Leur argument ? La prime de participation existe depuis la création de Moët-Hennessy en 1967. Elle fait partie de l’ADN social de ces maisons. Et même si les résultats baissent, le groupe LVMH dans son ensemble reste largement
bénéficiaire.
Après plusieurs semaines de négociations tendues, un accord a finalement été signé début février 2026 : chaque salarié de la filière champagne touchera une prime minimale de 3 300 euros.
Une crise plus profonde qu’il n’y paraît
Derrière ce bras de fer social, c’est toute la mécanique du champagne de luxe qui grince. 1,6 million de bouteilles en moins ont été vendues en 2025. Et en parallèle, Moët Hennessy a annoncé la suppression de 13 % de ses
effectifs au niveau mondial.
Le cognac Hennessy, plombé par les tensions douanières avec la Chine et les États-Unis, est le principal responsable de la chute (−12 % de chiffre d’affaires). Mais le champagne n’est pas épargné, même si les grandes maisons
maintiennent leur part de marché à 22 % des expéditions de l’appellation.
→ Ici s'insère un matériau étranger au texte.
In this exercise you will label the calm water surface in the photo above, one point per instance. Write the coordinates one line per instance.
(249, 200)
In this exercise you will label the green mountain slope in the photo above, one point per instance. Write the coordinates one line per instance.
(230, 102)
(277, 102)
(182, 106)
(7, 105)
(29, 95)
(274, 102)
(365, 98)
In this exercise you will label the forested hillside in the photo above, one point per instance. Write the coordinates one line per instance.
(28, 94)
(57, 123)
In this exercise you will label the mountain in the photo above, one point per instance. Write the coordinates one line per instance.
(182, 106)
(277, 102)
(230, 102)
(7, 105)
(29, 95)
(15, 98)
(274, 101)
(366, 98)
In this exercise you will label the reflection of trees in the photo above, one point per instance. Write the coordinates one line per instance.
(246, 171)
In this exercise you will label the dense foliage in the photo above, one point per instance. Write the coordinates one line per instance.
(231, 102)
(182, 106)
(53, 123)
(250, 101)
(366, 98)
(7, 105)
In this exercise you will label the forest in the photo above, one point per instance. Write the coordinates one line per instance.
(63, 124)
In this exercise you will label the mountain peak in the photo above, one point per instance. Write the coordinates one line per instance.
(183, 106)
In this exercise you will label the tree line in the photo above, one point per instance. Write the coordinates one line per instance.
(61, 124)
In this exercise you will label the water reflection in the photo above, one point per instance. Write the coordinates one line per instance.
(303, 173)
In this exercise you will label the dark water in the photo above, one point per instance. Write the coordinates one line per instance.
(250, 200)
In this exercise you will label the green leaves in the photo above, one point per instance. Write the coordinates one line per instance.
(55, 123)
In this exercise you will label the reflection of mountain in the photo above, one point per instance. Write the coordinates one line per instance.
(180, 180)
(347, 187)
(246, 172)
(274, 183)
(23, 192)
Ironie du sort : pendant que le champagne souffre, les rosés de Provence du groupe, eux, progressent.
Et pourtant, Moët prépare l’avenir
Ce que beaucoup ignorent, c’est que Moët & Chandon mène en parallèle l’un des programmes environnementaux les plus ambitieux du vignoble français. Natura Nostra, lancé en 2021, vise à créer 100 kilomètres de corridors
écologiques en Champagne d’ici 2027.
Début 2025, 55 kilomètres étaient déjà plantés. Plus de 2 400 vignerons partenaires ont été associés au projet : haies, éco-pâturage, jachères fleuries, agriculture régénérative. Le tout sur un terroir classé au patrimoine
mondial de l’UNESCO.
La question que personne ne pose encore : et si cette crise financière était justement ce qui poussait Moët & Chandon à se réinventer pour de bon ?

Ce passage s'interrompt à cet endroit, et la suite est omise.